= Darboux's formula =

Summation formula

In mathematical analysis, Darboux's formula is a formula introduced by Darboux (1876) for summing infinite series by using integrals or evaluating integrals using infinite series. It is a generalization to the complex plane of the Euler–Maclaurin summation formula, which is used for similar purposes and derived in a similar manner (by repeated integration by parts of a particular choice of integrand).

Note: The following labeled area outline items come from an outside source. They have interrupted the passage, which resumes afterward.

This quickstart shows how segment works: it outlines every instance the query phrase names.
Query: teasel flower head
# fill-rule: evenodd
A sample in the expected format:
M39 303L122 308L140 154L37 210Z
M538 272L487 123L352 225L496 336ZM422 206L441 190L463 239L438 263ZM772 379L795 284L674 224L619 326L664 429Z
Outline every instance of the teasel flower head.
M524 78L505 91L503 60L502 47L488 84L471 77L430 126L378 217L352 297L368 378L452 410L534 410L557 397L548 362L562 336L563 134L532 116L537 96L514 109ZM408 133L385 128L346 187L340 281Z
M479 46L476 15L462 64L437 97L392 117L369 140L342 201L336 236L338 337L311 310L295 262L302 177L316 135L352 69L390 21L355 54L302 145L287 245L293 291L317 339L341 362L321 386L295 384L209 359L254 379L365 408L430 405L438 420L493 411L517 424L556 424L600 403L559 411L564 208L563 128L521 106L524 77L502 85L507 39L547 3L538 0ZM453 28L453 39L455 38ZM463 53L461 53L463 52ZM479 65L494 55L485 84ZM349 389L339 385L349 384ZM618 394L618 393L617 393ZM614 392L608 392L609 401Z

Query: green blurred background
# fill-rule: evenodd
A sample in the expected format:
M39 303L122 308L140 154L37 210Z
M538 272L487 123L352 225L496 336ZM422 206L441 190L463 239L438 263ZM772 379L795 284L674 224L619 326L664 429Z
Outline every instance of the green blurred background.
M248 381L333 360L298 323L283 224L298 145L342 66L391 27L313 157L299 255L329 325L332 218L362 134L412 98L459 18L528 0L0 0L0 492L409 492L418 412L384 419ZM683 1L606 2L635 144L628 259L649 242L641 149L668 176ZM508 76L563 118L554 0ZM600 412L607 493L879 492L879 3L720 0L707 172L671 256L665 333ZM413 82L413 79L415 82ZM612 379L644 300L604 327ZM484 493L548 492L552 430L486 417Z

Darboux's formula can also be used to derive the Taylor series from calculus.

==Statement==
If φ(t) is a polynomial of degree n and f an analytic function then

 $$\begin{align}
      & \sum_{m=0}^n (-1)^m (z - a)^m \left[\varphi^{(n - m)}(1)f^{(m)}(z) - \varphi^{(n - m)}(0)f^{(m)}(a)\right] \\
  = {} & (-1)^n(z - a)^{n + 1}\int_0^1\varphi(t)f^{(n+1)}\left[a + t(z - a)\right]\, dt.
\end{align}$$

The formula can be proved by repeated integration by parts.

==Special cases==

Taking φ to be a Bernoulli polynomial in Darboux's formula gives the Euler–Maclaurin summation formula. Taking φ to be (t − 1)^{n} gives the formula for a Taylor series.